Amusingly, this was something we covered when we were making the nagas mod...

Spoiler: "anatomy image" (click to show/hide)
(Image not mine, and I didn't actually go with that exact layout.)

Somewhat similar to the previous description given by JesterHell, multiple hearts and a secondary lung are needed.  It's worth noting that even normal, real-life snakes need a secondary heart.

One of the things I changed, however, was the position of some organs, including having kidneys and bladder in the "human part"/upper half.  Bladders only need to be near the kidneys, and it's only for the convenience of only needing one hole in the rear that a cloaca would develop, so if you want to spread organs out, you can.  I'm no biologist, but having the kidneys closer to the main heart and lungs and areas of most blood flow has a good chance of being biologically useful.  (Putting reproductive organs on the human parts also helps avoid some "beastiality" claims from what TVTropes calls The Mermaid Problem.)
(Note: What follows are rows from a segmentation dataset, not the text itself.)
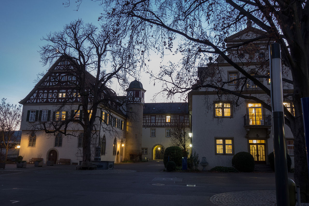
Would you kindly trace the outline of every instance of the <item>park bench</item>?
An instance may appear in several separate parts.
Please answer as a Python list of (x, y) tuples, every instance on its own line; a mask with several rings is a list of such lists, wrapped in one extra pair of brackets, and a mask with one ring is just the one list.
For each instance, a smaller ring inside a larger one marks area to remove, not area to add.
[(64, 163), (64, 164), (69, 165), (71, 163), (71, 159), (61, 159), (60, 158), (58, 160), (58, 165), (60, 165), (61, 163)]
[(80, 165), (76, 166), (76, 170), (83, 170), (87, 169), (87, 170), (96, 170), (96, 166), (93, 165), (92, 162), (82, 162)]
[(43, 161), (43, 158), (32, 157), (31, 158), (31, 159), (29, 160), (29, 163), (30, 164), (33, 164), (34, 163), (34, 162), (36, 161)]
Dwarf Fortress can make things easier because the tissue templates already scale organs to the overall size of the body and to certain body parts (although this can have negative impacts in some regards, as small parts like fingers have thinner skin than large parts like torsos, as thickness is based upon total width of body parts), so a very large humanoid has proportionally large organs.  That said, if you have something like a drider, the human portion's lungs aren't going to be enough, as already mentioned.  (And if you take the body plan of a real spider for a drider, then you have tremendous problems, as exoskeletons won't work for a creature of that size, and many spiders have no lungs at all, relying upon airholes in the exoskeleton and the lymph system.)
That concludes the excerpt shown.